If you see something in the contract you don’t like, there is usually room for negotiation. Stout said most providers will begin with a rack rate and terms that are strongly to their benefit. However, those should always be viewed as a starting point for negotiations.
“All aspects of the agreement should be considered negotiable,” Stout said. “Merchants should first determine on which areas they are willing to concede in order to get better pricing or terms in another area.”
In the end, Parker said, if the contract you are proposed rubs you the wrong way, you shouldn’t hesitate to search for another provider.
“If it seems like things were being intentionally omitted during verbal discussions in hopes that you will just sign the agreement without reading it, or the fees or terms seem excessive, then it’s probably best to look elsewhere,” Parker said.
When choosing a credit card processing service, even among top-tier providers, it’s important to perform due diligence and thoroughly review the agreement before committing. Each provider comes with its own set of terms and conditions, which can significantly impact your business. Here’s an overview of some of the best credit card processors and what you might find in their agreements.
Clover offers a robust system for businesses of all sizes and is known for its ease of use and completely customizable features, including customized reports. Some features include using different apps, management tools, consistent rates and promoting deals or promos. Clover offers interest-free installment plans, but details can vary, so understanding the specific conditions in your agreement is essential.
Read our Clover credit card processing review here to find out about its POS Hardware.
Merchant One provides a quick three-setup process for six different industries: retail, restaurants, hospitality, B2B, e-commerce, and trade shows and events. Its features include a virtual terminal, the ability to pair with phones, receiving your own account manager, and customer and sales insights. You can receive a quote to get an estimate on how much Merchant One is for your business via phone or website. Its initial agreements include a three-year contract and early termination fees.
Read our Merchant One review to learn more.
Stax is popular for its subscription-based pricing model, which includes no hidden fees and a zero percent markup processing. Stax prides itself on transparency, but verifying all terms yourself ensures there are no surprises down the line. Stax offers optional add-ons, starting at $99 per month and in-house customer and technical support.
Read our Stax review to learn more.
Square has simplicity with no long-term contract policy, making it ideal for small businesses. Square has one integration system, so it’s all in one place. Some features include customer support, hardware with no leases or return fees, and money transfers on the same day or up to two days.
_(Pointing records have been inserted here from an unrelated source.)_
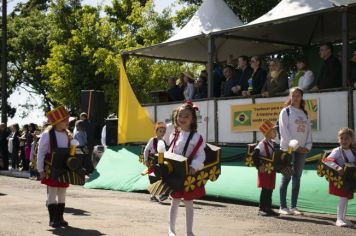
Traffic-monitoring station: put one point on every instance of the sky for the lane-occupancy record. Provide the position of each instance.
(21, 96)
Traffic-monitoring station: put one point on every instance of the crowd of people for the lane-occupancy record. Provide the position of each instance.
(18, 146)
(246, 76)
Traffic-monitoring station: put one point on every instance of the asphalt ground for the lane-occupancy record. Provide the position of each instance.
(93, 212)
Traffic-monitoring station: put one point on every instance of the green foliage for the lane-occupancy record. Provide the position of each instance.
(247, 10)
(59, 47)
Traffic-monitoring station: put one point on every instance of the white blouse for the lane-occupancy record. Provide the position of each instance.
(199, 158)
(44, 146)
(336, 153)
(261, 147)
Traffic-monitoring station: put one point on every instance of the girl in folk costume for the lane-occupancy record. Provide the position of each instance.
(151, 149)
(187, 142)
(340, 156)
(56, 136)
(266, 181)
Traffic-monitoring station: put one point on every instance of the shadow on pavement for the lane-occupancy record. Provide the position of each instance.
(208, 204)
(76, 212)
(72, 231)
(309, 219)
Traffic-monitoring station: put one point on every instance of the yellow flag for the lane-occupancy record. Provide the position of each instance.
(135, 124)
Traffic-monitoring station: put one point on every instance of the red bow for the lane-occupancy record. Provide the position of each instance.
(190, 103)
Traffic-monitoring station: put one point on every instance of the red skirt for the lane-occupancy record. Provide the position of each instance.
(266, 180)
(54, 183)
(27, 152)
(340, 191)
(198, 192)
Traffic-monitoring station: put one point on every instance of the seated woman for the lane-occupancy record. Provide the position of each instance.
(257, 79)
(304, 77)
(277, 79)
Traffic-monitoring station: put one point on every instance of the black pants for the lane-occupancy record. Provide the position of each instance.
(266, 199)
(15, 159)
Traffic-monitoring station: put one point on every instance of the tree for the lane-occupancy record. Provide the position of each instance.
(247, 10)
(28, 48)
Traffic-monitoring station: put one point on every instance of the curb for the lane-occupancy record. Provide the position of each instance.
(15, 173)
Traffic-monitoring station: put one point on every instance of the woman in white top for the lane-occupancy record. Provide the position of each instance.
(188, 86)
(304, 77)
(294, 124)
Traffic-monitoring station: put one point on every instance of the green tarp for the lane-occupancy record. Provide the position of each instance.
(120, 170)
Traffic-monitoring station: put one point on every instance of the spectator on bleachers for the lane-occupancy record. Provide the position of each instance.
(4, 153)
(200, 88)
(304, 78)
(81, 135)
(257, 79)
(243, 75)
(277, 79)
(330, 72)
(174, 91)
(230, 82)
(352, 69)
(14, 146)
(188, 85)
(218, 78)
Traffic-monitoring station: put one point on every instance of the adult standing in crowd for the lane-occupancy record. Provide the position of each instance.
(4, 153)
(304, 78)
(188, 86)
(14, 145)
(243, 75)
(258, 78)
(200, 86)
(218, 78)
(352, 79)
(294, 124)
(28, 144)
(277, 79)
(330, 72)
(230, 82)
(174, 91)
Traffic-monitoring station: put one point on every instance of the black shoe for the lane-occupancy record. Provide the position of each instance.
(262, 213)
(54, 224)
(271, 212)
(154, 199)
(162, 197)
(62, 222)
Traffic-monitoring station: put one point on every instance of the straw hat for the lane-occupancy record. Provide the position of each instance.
(160, 125)
(189, 75)
(266, 127)
(57, 115)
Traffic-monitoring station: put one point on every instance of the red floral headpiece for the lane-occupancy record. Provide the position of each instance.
(190, 103)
While Square only lists processing fees, it’s important to review the agreement for transaction fees and any additional service charges.
Read our Square credit card processing review to learn more.
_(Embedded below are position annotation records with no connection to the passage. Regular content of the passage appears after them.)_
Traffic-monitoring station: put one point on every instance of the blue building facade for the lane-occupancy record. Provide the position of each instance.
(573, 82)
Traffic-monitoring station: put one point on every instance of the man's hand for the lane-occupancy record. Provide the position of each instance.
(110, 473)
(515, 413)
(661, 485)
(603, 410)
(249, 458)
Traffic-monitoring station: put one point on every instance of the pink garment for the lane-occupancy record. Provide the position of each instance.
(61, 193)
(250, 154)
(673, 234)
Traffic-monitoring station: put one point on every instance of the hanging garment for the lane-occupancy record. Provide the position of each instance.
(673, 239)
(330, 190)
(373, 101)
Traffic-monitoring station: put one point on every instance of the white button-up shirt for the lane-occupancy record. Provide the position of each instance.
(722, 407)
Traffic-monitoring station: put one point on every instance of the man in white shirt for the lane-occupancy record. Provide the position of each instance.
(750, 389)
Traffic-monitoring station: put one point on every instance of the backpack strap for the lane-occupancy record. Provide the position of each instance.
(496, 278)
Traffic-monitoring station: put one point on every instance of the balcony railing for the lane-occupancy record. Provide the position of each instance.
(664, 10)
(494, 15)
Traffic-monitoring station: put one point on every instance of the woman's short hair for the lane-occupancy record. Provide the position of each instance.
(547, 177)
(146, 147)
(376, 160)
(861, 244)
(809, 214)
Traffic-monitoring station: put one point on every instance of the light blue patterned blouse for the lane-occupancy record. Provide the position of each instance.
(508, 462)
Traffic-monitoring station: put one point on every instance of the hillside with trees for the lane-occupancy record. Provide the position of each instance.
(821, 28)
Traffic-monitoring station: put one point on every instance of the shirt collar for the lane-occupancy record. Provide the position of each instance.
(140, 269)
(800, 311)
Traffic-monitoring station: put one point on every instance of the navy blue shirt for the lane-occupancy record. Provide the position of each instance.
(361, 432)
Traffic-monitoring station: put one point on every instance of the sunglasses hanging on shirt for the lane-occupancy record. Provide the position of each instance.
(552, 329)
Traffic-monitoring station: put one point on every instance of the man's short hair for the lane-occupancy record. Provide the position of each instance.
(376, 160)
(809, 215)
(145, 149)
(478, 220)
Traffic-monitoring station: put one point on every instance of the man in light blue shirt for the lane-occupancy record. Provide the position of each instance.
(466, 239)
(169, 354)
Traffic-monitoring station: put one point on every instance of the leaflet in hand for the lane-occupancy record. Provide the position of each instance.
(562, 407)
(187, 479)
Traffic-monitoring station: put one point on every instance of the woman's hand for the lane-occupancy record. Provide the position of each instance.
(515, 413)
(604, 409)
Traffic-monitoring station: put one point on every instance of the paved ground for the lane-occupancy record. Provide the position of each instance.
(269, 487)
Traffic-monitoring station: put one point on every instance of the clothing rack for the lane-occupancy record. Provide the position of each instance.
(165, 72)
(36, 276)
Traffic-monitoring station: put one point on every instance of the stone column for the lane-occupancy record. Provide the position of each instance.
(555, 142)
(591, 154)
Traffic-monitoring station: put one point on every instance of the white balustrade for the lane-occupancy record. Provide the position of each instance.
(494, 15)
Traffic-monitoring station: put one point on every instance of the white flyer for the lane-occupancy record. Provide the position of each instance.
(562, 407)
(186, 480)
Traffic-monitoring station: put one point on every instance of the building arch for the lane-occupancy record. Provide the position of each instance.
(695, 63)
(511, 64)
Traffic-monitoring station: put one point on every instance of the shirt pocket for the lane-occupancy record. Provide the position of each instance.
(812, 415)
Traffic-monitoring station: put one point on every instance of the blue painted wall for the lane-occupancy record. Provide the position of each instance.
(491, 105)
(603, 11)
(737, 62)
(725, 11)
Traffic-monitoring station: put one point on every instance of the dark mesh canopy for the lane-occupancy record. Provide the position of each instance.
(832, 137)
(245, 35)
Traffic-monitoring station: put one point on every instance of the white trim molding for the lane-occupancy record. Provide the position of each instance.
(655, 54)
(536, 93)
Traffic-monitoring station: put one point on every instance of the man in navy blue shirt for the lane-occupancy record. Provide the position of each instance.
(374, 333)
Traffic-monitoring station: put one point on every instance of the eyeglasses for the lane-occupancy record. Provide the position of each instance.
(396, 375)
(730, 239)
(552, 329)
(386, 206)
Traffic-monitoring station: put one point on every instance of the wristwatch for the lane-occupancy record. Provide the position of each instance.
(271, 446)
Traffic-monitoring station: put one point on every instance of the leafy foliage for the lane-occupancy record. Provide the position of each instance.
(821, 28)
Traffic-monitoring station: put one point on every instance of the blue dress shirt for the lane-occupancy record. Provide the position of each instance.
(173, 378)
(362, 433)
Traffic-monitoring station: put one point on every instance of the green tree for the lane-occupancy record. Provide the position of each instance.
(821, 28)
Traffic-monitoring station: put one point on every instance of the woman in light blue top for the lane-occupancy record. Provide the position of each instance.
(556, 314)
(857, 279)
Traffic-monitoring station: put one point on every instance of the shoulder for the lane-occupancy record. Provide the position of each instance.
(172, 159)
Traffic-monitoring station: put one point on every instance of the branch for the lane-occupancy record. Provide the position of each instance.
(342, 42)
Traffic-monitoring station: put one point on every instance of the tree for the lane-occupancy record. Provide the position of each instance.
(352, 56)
Helcim has transparent pricing, no contracts or monthly fees, and low rates. Businesses can use the processor in-person, online or over the phone with different payment methods. There are no cancellation fees, PCI fees, user fees, deposit fees or setup fees.
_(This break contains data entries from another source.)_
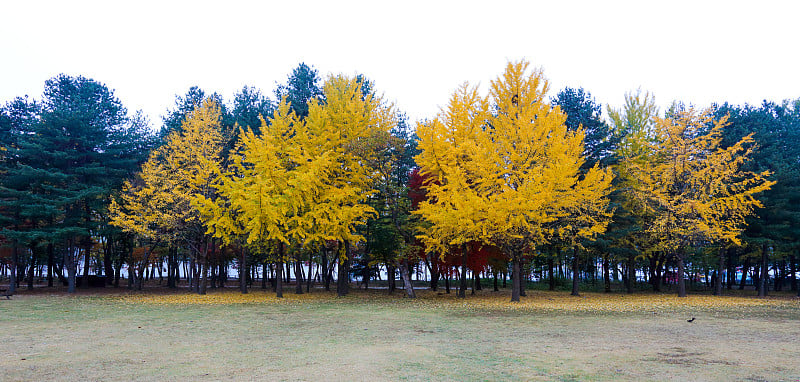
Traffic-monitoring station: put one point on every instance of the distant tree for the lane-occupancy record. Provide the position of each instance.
(776, 129)
(692, 190)
(80, 148)
(301, 87)
(583, 112)
(250, 107)
(194, 97)
(503, 178)
(157, 204)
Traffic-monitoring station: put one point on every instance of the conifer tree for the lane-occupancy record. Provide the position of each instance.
(504, 178)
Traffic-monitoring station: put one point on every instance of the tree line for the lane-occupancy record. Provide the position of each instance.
(328, 182)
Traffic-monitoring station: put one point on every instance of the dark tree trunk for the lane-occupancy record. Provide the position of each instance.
(107, 264)
(243, 270)
(462, 288)
(51, 260)
(279, 279)
(298, 288)
(763, 273)
(310, 278)
(12, 278)
(745, 269)
(515, 278)
(631, 277)
(720, 267)
(264, 276)
(204, 271)
(71, 265)
(731, 276)
(409, 287)
(86, 258)
(390, 269)
(681, 272)
(575, 272)
(434, 272)
(31, 268)
(343, 281)
(325, 275)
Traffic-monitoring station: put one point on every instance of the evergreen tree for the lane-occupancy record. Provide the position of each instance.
(301, 87)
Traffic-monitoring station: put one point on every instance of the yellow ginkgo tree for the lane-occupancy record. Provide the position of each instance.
(506, 175)
(157, 206)
(303, 182)
(693, 190)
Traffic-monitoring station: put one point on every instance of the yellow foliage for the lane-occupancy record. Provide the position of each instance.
(508, 175)
(157, 204)
(692, 189)
(303, 181)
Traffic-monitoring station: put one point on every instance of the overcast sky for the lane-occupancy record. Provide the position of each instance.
(416, 52)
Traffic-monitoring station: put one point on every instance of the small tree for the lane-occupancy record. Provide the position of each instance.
(692, 190)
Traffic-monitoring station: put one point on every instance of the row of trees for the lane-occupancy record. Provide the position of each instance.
(331, 175)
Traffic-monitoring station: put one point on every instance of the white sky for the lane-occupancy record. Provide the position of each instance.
(416, 52)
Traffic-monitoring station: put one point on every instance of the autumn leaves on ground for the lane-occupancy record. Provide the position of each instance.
(372, 335)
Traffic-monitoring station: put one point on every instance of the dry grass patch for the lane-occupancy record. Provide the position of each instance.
(370, 335)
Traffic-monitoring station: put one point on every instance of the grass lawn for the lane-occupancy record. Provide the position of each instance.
(116, 335)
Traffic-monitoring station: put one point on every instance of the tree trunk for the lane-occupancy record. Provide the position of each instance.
(298, 288)
(86, 258)
(50, 261)
(631, 277)
(107, 264)
(409, 287)
(515, 278)
(204, 271)
(720, 267)
(434, 272)
(324, 263)
(12, 278)
(763, 273)
(71, 265)
(462, 287)
(745, 269)
(243, 270)
(279, 279)
(343, 281)
(390, 269)
(681, 271)
(31, 268)
(575, 272)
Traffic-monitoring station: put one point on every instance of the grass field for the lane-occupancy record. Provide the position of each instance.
(369, 335)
Read our full review of Helcim to learn more.
In today’s business landscape, accepting mobile card payments is essential, as evidenced by the significant consumer preference for these payment methods. However, navigating the complexities of credit card processing agreements is important to avoid hidden costs and unfavorable terms. Remember, a well-informed approach to selecting a credit card processor can protect your business from unexpected expenses and ensure a smoother, cost-effective payment processing experience.